De waarden voor de sterktereductiefactor worden weergegeven in de tabel 3. De betonplaatsingsfactor varieert van 0.75 naar 1.0, afhankelijk van de paalconstructiemethode. Echter, voor andere palen dan beton en grout, k wordt genomen als 1.0.

Krachtverminderingsfactoren (O)
Axiale kracht zonder buiging 0.65
Buigen zonder axiale kracht (Opb) 0.65 ≤ 1.24 – [(13 × kuo)/12] ≤ 0.85
Buigen met axiale compressie:
(ik) Nu ≥ Nub 0.60
(ii) Nu < Nub 0.60 + {(Opb – 0.66) × [1 – (Nu/Nub)]}
Schuintrekken 0.70

Tafel 3: Factoren voor sterktevermindering (Tafel 2.2.2, NET ZO 3600-18)

Axiale en buigcapaciteiten van een enkele paal

Vergelijkbaar met kolommen, palen kunnen ook worden onderworpen aan gecombineerde druk- en buigbelasting.
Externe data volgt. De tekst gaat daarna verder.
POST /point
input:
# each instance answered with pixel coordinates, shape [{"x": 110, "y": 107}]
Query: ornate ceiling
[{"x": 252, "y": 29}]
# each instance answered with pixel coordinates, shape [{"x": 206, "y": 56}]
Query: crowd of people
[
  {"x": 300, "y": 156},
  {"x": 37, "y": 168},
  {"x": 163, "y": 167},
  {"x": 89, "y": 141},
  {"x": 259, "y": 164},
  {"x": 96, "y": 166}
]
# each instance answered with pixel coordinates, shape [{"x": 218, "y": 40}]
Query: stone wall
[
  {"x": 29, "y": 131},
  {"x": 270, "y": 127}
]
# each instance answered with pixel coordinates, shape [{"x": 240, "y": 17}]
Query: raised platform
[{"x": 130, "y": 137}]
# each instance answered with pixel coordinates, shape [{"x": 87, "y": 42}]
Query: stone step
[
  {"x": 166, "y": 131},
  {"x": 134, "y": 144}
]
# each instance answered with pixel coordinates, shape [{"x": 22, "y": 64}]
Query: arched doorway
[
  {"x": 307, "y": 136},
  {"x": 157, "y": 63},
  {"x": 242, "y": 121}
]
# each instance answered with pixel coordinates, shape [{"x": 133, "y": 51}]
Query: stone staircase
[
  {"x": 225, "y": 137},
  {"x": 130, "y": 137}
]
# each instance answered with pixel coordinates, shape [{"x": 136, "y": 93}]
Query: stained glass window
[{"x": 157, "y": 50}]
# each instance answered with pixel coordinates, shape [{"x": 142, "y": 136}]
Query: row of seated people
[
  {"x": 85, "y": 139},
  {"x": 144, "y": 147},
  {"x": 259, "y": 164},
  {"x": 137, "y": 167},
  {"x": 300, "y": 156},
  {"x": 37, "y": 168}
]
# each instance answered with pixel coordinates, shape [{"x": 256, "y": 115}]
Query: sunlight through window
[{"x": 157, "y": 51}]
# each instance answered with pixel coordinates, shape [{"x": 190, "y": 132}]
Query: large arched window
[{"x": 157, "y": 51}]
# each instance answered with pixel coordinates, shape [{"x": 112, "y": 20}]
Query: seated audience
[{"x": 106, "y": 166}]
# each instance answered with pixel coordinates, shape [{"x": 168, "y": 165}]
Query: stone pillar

Axiale en buigcapaciteiten worden gecontroleerd met behulp van een interactiediagram. Dit diagram is een visuele weergave van het gedrag van de buig- en axiale capaciteiten veroorzaakt door een toename van de belasting vanaf het zuivere buigpunt totdat een gebalanceerd punt wordt bereikt.

 

Figuur 1: Kolom interactie diagram

Squashlading (Nuo)

Het squashlastpunt is een punt in het diagram waar de paal zal bezwijken bij pure compressie. Op dit punt, de axiale belasting wordt uitgeoefend op het kunststof zwaartepunt van de sectie om onder druk te blijven zonder te buigen. Squashbelasting (Nuo) en de locatie van het plastic zwaartepunt (dq) worden berekend zoals weergegeven in vergelijkingen (7) & (8). Hoewel de locatie van het plastic zwaartepunt kan worden aangenomen als 1/2 van de totale diepte van de doorsnede voor symmetrische doorsneden met symmetrische wapeningsindeling.

\( {N}_{uo} = ø × [({EEN}_{g} – {EEN}_{s}) × ({een}_{1} × f’c) + ({EEN}_{s} × {f}_{de opwaartse bodemdruk veroorzaakt bidirectionele buiging met trekspanningen aan het bodemoppervlak})] \) (7)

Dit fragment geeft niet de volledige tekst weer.